Exposure to raw sewage is a serious health threat as it can cause cholera, dysentery, shigellosis, typhoid fever and many other ailments.
According to the MRWC, “The plants are permitted by the EPA to release raw sewage into the Merrimack. However, they are also operating under enforcement agreements that require them to end their CSO events over the course of the next 20 or more years.”
And that is the challenge. Getting the plants up to speed or replacing them would be hugely expensive and would easily bust the budgets of the cities and towns forced to shoulder the costs. An estimated $725 million bill to overhaul river plants is out of reach for the mill cities.
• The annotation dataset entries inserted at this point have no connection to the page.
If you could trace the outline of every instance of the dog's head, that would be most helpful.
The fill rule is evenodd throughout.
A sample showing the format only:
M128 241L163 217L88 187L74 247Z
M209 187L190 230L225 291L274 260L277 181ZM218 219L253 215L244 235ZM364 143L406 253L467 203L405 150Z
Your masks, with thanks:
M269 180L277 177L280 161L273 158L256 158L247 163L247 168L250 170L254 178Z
“That’s fundamentally unfair,” said Russell, who wants to lobby for funding from the Trump administration.
This horrific problem needs to be remedied at once. The Merrimack River is the second-largest surface-based source for drinking water in New England. The Quabbin Reservoir is the first. Lawmakers on Beacon Hill need to make this crisis a priority. This is a state issue, not a local one. Gov. Charlie Baker must take a leading role in dealing with it — much like he has with the Merrimack Valley gas explosions. The federal government must kick in a large percentage of the funding required. The Clean Water Act of the 1970s brought with it supplemental dollars from Washington, D.C., and the same should happen now.